Em todas as horas do dia e às vezes até à noite, o palácio era invadido por peticionários, comerciantes, trabalhadores, ladrões e um número crescente de prostitutas. Logo, apesar da limpeza diária, o dourado e o estuque ornamentando os apartamentos e as grandes escadarias ficaram impregnados com o cheiro de excremento.

Mas o barulho e os odores, flutuando das janelas, desapareceram antes de chegarem à horta.

Foi assediar o trabalho, correndo o jardim. Todas as manhãs, por mais de um mês, os homens entravam e saíam de seus vários cercados, cevando cestas de maçãs ou laranjas nas costas ou carregando barreiras e macas carregadas de uvas, figos e peras.

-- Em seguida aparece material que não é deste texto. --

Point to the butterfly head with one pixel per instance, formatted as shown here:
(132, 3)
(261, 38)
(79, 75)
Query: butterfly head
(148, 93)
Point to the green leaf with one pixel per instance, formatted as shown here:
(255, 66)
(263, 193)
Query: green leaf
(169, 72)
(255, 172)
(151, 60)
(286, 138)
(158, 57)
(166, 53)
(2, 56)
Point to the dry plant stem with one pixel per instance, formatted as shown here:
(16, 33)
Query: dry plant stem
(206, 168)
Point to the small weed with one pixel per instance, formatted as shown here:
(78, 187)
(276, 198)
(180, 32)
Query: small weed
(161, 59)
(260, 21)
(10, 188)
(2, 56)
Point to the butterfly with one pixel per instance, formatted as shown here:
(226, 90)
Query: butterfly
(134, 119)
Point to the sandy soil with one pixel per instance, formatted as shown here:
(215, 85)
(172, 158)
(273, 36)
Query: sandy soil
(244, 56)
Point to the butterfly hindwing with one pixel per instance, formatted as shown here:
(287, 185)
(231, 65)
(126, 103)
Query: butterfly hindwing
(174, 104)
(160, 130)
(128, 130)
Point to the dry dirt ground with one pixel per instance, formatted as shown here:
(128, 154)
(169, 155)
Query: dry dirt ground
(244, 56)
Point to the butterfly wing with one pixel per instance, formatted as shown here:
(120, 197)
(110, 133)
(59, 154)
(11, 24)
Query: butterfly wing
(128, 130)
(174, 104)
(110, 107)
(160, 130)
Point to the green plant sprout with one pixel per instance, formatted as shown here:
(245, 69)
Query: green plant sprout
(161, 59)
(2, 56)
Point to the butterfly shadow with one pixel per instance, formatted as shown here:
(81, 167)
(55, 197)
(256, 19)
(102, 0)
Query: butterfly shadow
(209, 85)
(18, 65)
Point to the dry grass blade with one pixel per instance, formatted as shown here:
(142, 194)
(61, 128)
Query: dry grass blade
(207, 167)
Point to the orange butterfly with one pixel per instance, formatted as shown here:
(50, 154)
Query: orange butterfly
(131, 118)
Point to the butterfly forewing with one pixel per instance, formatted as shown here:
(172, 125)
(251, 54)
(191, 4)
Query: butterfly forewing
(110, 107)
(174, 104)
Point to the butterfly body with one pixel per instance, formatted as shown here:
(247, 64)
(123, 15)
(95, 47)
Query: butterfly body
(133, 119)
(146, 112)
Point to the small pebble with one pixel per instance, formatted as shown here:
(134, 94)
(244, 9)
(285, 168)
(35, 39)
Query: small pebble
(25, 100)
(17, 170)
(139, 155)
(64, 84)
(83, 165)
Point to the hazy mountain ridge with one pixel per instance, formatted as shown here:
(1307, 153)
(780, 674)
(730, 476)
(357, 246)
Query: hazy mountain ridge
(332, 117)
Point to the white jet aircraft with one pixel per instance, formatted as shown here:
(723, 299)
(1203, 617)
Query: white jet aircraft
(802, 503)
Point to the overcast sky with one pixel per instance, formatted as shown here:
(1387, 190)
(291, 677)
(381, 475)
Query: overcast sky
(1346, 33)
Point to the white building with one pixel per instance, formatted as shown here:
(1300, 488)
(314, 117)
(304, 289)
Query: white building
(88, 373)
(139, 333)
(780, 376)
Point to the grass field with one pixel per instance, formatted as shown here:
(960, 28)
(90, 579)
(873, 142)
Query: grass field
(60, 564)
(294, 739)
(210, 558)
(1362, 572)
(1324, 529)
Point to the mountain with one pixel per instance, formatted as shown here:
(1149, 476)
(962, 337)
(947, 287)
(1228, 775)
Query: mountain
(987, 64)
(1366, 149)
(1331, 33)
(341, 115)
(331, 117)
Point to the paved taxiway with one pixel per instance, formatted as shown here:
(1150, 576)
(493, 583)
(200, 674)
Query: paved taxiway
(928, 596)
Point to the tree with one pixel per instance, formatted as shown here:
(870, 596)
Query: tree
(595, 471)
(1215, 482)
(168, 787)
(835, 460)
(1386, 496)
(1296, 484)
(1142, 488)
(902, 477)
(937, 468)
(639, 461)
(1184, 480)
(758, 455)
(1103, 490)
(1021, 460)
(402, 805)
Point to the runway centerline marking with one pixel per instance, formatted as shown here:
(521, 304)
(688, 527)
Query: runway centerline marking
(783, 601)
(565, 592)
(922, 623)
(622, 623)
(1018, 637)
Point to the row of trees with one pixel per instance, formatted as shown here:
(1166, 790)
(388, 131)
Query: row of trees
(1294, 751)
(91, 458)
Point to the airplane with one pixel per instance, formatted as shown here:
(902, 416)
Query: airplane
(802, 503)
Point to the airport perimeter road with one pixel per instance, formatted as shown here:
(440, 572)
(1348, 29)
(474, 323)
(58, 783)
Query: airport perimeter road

Carrinhos de mão eram necessários para transportar abóboras e repolhos. Mas La Quintinie nunca se cansou de supervisionar esse trabalho, embora possa levar várias horas, dependendo do tamanho do pedido. Ele examinou todas as caixas e cestas, uma a uma, removendo todos os espécimes imperfeitos, enviados para os estábulos reais ou para o campesinato. Ele não sabia nem se importava com o que acontecia com seus produtos quando saía do jardim. Se alguém perguntasse o motivo dessa indiferença, ele dava de ombros e dizia: "Minhas frutas e verduras vão alimentar a humanidade". O orgulho e prazer que ele sentia nessa simples certeza eram suficientes para ele.

À noite, depois que os operários foram para casa, ele costumava ficar sozinho, escrevendo ou desenhando em um dos pequenos cadernos que guardava no bolso. O jardim precisava ser feito para render muito mais. Ele andava incansavelmente de um lado para o outro pelos caminhos forrados de caixas, sonhando com novos layouts, diferentes culturas, todos os tipos de melhorias. Geralmente era tarde da noite antes de ele voltar para seus apartamentos.

As pessoas brincavam que um dia seus pés afundariam na terra, folhas e musgo brotariam de suas orelhas, e seus braços se transformariam em galhos.